Nott Alexi, Cheng Jemmie, Gao Fan, Lin Yuan-Ta, Gjoneska Elizabeta, Ko Tak, Minhas Paras, Zamudio Alicia Viridiana, Meng Jia, Zhang Feiran, Jin Peng, Tsai Li-Huei
The Picower Institute for Learning and Memory, Massachusetts Institute of Technology, Cambridge, Massachusetts, USA.
Department of Brain and Cognitive Sciences, Massachusetts Institute of Technology, Cambridge, Massachusetts, USA.
Nat Neurosci. 2016 Nov;19(11):1497-1505. doi: 10.1038/nn.4347. Epub 2016 Jul 18.
Mutations in MECP2 cause the neurodevelopmental disorder Rett syndrome (RTT). The RTT missense MECP2 mutation prevents MeCP2 from interacting with the NCoR/histone deacetylase 3 (HDAC3) complex; however, the neuronal function of HDAC3 is incompletely understood. We found that neuronal deletion of Hdac3 in mice elicited abnormal locomotor coordination, sociability and cognition.
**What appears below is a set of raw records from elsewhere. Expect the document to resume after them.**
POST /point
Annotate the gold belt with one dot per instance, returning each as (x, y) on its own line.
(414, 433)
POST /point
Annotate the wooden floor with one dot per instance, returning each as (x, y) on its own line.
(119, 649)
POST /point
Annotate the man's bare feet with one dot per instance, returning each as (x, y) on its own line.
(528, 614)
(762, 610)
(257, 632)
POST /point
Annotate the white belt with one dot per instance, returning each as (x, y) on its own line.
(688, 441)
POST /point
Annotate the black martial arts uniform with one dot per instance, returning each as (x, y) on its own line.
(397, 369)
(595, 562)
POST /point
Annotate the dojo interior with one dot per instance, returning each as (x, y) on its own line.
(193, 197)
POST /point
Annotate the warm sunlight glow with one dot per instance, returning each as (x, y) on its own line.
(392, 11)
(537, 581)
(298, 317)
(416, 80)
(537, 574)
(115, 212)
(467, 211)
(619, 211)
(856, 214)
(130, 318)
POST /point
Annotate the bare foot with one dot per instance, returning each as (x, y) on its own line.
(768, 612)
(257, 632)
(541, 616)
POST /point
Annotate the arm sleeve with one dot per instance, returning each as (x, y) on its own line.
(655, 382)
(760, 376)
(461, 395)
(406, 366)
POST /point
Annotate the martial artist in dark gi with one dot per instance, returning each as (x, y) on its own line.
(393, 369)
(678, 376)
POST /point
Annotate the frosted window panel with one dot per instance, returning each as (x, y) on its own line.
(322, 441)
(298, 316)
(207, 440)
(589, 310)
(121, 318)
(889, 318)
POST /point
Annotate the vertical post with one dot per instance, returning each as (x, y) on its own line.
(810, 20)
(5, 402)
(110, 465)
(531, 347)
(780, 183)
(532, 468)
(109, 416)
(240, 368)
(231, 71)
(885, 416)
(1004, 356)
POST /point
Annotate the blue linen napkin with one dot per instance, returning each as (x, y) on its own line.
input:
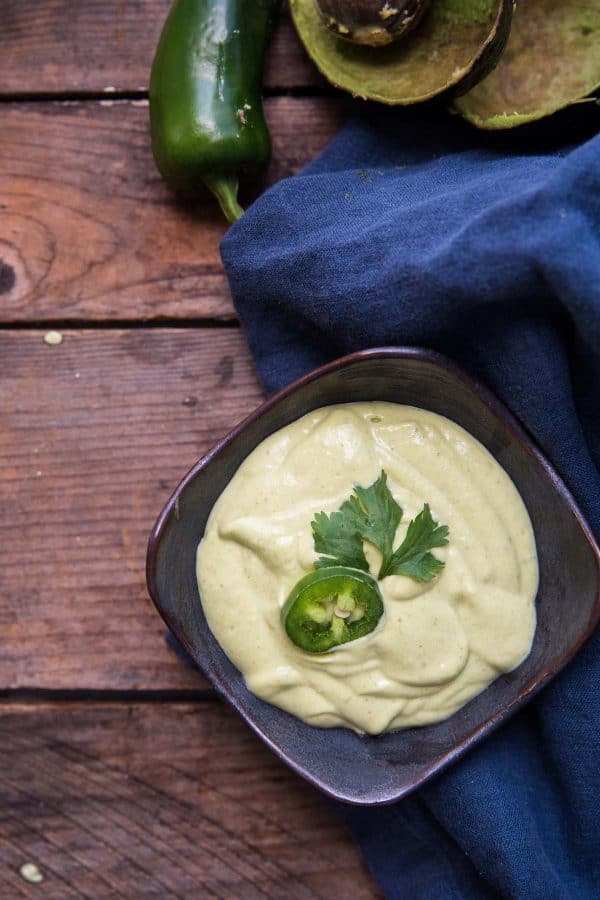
(413, 228)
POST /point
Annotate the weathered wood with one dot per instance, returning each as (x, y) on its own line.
(95, 434)
(162, 801)
(89, 230)
(106, 45)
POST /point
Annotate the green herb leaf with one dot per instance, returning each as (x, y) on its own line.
(336, 536)
(377, 515)
(371, 514)
(412, 557)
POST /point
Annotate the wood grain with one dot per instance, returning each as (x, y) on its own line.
(61, 46)
(94, 435)
(165, 801)
(89, 231)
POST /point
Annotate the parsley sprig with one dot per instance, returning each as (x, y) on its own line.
(371, 514)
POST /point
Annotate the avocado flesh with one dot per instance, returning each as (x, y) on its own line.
(456, 40)
(552, 60)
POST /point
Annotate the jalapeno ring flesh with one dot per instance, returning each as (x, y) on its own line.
(330, 607)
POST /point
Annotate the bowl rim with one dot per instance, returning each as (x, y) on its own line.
(519, 432)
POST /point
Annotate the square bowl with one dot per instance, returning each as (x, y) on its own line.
(358, 769)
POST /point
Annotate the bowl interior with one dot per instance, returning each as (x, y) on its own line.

Transcriptional and chromatin profiling revealed that HDAC3 positively regulated a subset of genes and was recruited to active gene promoters via MeCP2. HDAC3-associated promoters were enriched for the FOXO transcription factors, and FOXO acetylation was elevated in Hdac3 knockout (KO) and Mecp2 KO neurons. Human RTT-patient-derived MECP2 neural progenitor cells had deficits in HDAC3 and FOXO recruitment and gene expression. Gene editing of MECP2 cells to generate isogenic controls rescued HDAC3-FOXO-mediated impairments in gene expression. Our data suggest that HDAC3 interaction with MeCP2 positively regulates a subset of neuronal genes through FOXO deacetylation, and disruption of HDAC3 contributes to cognitive and social impairment.
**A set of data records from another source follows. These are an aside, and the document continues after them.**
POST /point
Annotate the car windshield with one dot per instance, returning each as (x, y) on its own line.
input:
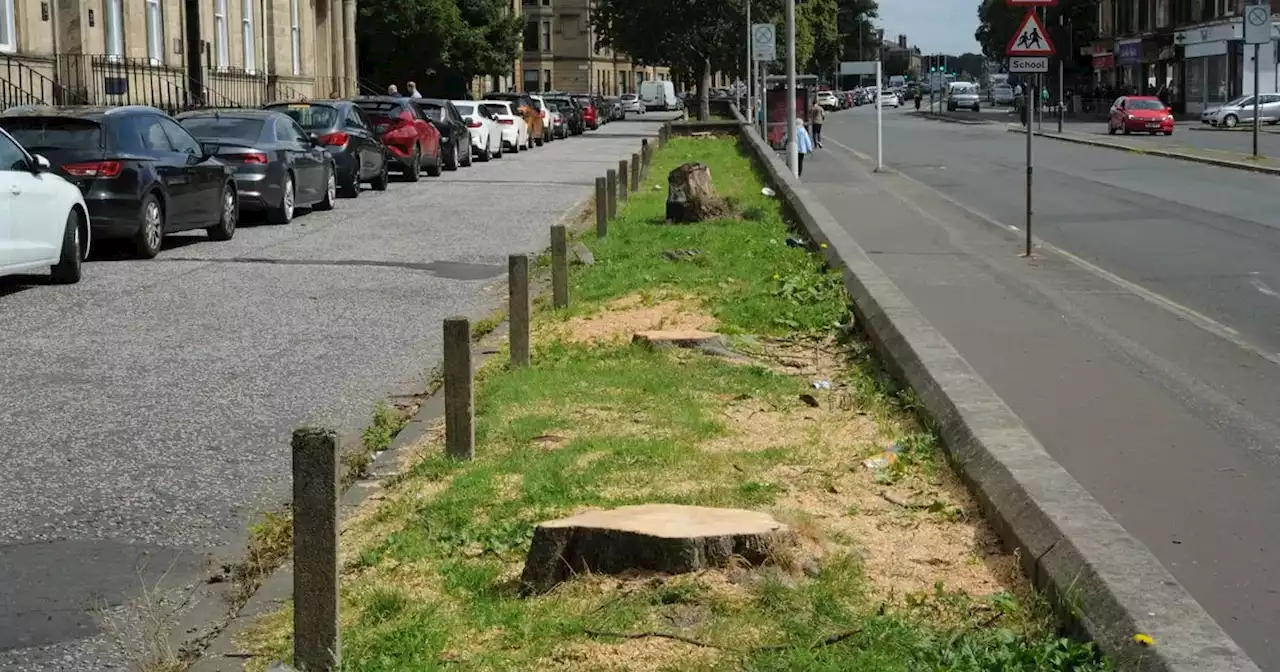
(39, 133)
(310, 117)
(224, 127)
MECP2基因的突变会导致神经发育障碍雷特综合征(RTT)。RTT错义MECP2突变会阻止MeCP2与NCoR/组蛋白去乙酰化酶3(HDAC3)复合物相互作用;然而,HDAC3在神经元中的功能尚未完全明确。我们发现,小鼠神经元中Hdac3的缺失会引发异常的运动协调、社交能力和认知能力。转录和染色质分析表明,HDAC3正向调控一部分基因,并通过MeCP2被招募到活跃基因的启动子区域。与HDAC3相关的启动子富含FOXO转录因子,并且在Hdac3基因敲除(KO)和Mecp2 KO神经元中FOXO乙酰化水平升高。源自人类RTT患者的MECP2神经祖细胞在HDAC3和FOXO招募以及基因表达方面存在缺陷。对MECP2细胞进行基因编辑以产生同基因对照,挽救了HDAC3-FOXO介导的基因表达损伤。我们的数据表明,HDAC3与MeCP2的相互作用通过FOXO去乙酰化正向调控一部分神经元基因,并且HDAC3的破坏会导致认知和社交障碍。